Produtos Produção total (mil toneladas) Disponibilidade (kg/hab)

Cereais 2.075.309 332,9

Frutas 1.322.454 212,1

Carnes 253.528 40,6

Produtos da pesca 132.989 21,3

Fonte: Faostat. Disponível em: <http://www.fao.org>. Acesso em: 19. nov. 2006.

Evidentemente, não se pode considerar que a disponibilidade significa a garantia de acesso aos alimentos. Por se tratar do volume físico da produção total relativamente à população total, a disponibilidade constitui uma condição necessária, porém, insuficiente para garantir o acesso, que é um requisito da segurança alimentar. Este, por sua vez, é condicionado, entre outros fatores, pelo caráter das relações de produção e de propriedade dominantes em cada lugar, que determinam a distribuição da riqueza produzida, e pela renda auferida pela população demandante, que manifesta o volume apropriado pelas partes envolvidas na produção. Ao longo do século XX, observa-se que muitas sociedades sofreram problemas graves de abastecimento e, por conseguinte, fome generalizada. Na quase totalidade, as causas identificadas são causas não-naturais. O quadro 2 ilustra esse cenário.

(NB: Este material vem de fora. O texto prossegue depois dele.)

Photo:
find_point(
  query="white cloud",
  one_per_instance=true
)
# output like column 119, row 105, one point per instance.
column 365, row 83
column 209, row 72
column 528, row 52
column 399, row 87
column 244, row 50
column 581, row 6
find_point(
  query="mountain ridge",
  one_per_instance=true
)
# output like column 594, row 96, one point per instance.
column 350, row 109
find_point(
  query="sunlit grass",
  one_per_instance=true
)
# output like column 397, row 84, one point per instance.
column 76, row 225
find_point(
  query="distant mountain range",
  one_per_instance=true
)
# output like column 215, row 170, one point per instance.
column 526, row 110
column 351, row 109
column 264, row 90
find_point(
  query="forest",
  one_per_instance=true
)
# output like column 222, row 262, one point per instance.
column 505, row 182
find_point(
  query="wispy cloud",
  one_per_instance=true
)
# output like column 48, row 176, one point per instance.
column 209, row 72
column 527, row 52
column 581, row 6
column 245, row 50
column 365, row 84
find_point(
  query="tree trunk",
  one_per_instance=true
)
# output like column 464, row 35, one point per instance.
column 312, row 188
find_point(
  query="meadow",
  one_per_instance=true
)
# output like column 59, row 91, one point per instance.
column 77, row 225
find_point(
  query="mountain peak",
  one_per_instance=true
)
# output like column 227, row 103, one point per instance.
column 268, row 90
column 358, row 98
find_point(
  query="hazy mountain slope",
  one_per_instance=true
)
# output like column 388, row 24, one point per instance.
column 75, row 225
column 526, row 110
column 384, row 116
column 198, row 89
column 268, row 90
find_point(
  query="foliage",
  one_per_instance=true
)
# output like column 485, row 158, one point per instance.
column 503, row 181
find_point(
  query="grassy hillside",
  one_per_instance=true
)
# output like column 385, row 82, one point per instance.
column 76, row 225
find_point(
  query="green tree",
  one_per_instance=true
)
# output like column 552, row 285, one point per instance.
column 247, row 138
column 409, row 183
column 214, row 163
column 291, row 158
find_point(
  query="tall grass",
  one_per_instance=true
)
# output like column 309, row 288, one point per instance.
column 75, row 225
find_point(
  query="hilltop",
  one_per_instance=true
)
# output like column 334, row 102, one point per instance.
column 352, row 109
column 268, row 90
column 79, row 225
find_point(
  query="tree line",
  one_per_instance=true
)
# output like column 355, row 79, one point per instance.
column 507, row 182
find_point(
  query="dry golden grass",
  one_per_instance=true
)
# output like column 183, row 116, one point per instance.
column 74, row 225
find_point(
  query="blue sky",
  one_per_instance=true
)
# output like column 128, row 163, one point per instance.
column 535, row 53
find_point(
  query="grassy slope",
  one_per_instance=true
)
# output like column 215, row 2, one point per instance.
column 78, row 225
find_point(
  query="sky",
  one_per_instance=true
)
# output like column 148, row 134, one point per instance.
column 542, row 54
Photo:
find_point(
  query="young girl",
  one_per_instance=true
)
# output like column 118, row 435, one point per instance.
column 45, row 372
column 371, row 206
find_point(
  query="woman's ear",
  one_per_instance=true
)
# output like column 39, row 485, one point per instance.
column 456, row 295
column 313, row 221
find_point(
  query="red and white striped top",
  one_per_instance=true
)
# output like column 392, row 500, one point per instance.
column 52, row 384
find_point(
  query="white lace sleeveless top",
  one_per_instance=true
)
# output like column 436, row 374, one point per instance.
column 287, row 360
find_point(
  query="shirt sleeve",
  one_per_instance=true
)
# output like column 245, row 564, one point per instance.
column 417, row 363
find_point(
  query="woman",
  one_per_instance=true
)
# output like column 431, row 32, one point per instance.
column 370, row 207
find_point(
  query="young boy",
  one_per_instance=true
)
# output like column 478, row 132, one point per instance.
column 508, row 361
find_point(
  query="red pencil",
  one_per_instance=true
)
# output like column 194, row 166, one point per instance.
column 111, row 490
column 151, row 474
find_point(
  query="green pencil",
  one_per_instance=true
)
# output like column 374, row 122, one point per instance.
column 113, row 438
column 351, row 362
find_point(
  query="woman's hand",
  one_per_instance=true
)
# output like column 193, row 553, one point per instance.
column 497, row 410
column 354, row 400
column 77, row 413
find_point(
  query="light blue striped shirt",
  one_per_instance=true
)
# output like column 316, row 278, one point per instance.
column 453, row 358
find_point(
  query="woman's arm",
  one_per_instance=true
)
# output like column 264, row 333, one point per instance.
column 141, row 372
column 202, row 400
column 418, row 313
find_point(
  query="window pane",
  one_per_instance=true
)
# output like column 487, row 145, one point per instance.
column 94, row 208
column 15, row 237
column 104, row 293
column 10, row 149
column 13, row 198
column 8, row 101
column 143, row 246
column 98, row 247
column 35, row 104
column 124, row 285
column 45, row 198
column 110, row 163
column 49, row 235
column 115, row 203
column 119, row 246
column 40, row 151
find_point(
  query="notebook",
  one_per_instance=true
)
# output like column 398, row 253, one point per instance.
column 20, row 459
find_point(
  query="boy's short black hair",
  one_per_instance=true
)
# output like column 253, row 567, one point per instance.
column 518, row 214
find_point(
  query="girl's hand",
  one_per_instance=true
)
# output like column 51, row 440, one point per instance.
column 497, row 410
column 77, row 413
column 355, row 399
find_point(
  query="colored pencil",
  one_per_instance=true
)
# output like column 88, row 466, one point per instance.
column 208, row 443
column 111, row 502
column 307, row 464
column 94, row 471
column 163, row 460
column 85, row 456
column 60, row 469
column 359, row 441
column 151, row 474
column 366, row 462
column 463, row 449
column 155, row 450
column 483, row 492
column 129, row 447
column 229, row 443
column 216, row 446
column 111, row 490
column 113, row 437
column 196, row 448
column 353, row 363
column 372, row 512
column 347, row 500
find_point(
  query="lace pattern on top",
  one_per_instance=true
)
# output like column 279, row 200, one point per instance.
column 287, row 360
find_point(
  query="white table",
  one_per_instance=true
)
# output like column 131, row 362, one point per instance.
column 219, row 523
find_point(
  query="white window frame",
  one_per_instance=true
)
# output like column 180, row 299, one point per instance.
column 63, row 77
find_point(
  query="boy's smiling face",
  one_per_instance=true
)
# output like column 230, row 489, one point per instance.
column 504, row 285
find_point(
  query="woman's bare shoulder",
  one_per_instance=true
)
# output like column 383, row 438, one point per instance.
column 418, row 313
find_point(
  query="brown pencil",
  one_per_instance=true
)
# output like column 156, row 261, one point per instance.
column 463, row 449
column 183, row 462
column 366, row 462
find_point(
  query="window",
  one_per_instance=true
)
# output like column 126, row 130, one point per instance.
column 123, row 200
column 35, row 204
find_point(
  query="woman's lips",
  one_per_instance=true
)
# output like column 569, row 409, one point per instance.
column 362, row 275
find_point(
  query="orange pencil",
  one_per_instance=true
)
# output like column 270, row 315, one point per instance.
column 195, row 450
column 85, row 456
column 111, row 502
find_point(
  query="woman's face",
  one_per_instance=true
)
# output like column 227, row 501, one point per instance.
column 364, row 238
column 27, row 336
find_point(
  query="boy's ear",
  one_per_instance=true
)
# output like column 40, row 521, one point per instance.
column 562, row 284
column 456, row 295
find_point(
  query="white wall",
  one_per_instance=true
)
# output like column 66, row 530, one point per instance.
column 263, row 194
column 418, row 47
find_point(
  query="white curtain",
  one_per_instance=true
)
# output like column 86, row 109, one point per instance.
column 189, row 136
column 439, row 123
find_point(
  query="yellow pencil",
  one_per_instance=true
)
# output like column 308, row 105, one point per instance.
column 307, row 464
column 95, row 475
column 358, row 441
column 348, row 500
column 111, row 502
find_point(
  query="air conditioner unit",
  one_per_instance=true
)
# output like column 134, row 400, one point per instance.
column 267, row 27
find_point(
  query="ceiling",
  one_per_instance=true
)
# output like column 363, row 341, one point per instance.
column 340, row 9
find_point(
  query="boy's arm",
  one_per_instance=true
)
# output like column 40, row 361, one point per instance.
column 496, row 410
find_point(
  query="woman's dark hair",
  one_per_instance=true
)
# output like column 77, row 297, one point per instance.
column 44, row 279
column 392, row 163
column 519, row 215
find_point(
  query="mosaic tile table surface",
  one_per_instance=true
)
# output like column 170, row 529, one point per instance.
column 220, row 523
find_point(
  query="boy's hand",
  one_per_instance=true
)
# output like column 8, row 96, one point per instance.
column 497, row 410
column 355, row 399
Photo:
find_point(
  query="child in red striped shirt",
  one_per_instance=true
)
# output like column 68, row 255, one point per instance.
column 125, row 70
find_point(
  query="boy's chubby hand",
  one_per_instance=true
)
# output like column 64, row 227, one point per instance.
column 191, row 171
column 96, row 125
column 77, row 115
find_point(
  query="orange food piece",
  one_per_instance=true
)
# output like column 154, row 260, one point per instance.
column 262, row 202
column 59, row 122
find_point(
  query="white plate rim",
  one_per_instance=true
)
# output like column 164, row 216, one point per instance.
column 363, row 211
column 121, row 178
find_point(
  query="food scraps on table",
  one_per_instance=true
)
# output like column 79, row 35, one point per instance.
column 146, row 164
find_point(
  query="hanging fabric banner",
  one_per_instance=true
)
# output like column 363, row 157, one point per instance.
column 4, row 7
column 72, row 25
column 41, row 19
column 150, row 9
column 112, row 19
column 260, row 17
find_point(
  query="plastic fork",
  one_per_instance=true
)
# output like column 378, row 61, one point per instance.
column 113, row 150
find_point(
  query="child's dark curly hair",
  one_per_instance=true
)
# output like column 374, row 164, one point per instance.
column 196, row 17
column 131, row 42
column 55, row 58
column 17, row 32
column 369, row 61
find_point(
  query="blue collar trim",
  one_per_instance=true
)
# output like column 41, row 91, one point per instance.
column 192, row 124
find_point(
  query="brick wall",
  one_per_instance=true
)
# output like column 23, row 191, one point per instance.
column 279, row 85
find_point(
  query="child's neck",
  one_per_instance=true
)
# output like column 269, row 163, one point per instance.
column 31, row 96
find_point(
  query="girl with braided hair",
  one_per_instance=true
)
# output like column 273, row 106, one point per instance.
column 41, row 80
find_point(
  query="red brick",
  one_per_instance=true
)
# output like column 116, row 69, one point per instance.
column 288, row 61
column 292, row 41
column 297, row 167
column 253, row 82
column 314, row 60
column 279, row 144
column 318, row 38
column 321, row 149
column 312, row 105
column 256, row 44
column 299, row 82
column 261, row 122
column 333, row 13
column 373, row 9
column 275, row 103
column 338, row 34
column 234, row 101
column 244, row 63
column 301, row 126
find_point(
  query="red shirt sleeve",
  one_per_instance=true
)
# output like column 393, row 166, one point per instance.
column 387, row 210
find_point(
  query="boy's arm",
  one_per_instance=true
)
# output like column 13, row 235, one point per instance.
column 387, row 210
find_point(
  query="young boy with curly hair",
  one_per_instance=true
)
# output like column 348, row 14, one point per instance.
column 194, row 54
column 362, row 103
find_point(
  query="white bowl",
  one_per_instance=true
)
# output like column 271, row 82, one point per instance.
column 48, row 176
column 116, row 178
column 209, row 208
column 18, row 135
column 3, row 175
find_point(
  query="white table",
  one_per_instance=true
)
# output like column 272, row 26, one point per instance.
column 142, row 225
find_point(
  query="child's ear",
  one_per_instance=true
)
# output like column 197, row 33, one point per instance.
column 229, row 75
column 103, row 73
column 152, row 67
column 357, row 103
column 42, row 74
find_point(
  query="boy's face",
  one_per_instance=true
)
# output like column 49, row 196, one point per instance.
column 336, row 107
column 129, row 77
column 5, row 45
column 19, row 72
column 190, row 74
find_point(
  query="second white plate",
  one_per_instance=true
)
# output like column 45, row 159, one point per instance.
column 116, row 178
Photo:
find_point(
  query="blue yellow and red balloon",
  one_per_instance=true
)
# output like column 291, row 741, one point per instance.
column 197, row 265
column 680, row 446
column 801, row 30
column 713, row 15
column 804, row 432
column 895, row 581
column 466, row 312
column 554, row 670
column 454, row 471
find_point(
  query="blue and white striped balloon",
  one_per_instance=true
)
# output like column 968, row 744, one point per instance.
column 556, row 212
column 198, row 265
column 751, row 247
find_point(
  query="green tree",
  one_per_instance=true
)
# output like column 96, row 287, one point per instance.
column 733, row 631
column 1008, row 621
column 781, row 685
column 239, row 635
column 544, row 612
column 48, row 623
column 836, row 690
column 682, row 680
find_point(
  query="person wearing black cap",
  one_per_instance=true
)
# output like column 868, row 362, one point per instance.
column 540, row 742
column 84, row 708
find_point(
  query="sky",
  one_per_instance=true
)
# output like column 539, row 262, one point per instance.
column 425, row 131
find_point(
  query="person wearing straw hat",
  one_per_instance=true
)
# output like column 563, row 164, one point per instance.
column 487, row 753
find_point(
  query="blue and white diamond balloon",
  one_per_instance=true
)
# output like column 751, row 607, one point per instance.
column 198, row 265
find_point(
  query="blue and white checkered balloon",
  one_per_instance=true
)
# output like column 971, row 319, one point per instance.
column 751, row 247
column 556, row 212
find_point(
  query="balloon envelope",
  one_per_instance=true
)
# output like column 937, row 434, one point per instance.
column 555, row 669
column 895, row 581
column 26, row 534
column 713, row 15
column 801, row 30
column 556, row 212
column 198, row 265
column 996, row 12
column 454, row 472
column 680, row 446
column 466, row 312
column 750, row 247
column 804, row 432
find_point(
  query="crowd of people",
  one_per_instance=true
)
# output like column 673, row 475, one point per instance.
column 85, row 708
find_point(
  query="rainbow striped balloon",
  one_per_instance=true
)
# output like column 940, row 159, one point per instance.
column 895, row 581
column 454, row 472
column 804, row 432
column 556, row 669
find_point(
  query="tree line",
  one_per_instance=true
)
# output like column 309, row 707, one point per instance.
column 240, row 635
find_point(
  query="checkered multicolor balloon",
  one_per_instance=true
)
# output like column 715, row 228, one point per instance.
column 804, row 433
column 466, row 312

Período Localização Pop. Atingida Causas principais

1942 Bengala 2 milhões Escassez de comida 1944 Japão 1,8 milhão Guerra mundial

Pós-Segunda Guerra Europa ocidental 4 milhões Guerra e recessão econômica 1954 Argélia 300 mil Guerra pela libertação

1958/1966 África do Sul 1 milhão Guerra

1979 Moçambique 210 mil Guerrilhas

1983 Nigéria 2 milhões Redução de rendimentos do petróleo 1992/1994 Zaire 700 mil Colapso da indústria mineira

Quadro 2: Algumas crises de abastecimento ao longo do século XX

Na atualidade, de acordo com recente publicação da FAO (2005), são estimadas em cerca de 840 milhões as pessoas que sofrem de fome crônica, nos diversos continentes. Muitas dessas pessoas estão envolvidas em situações de conflito armado de longa duração. O mapa 1 permite destacar que as áreas mais fortemente afetadas, tanto pela diversidade de causas como pela extensão do problema, encontram-se no continente africano, combinando-se fatores naturais e principalmente guerras localizadas.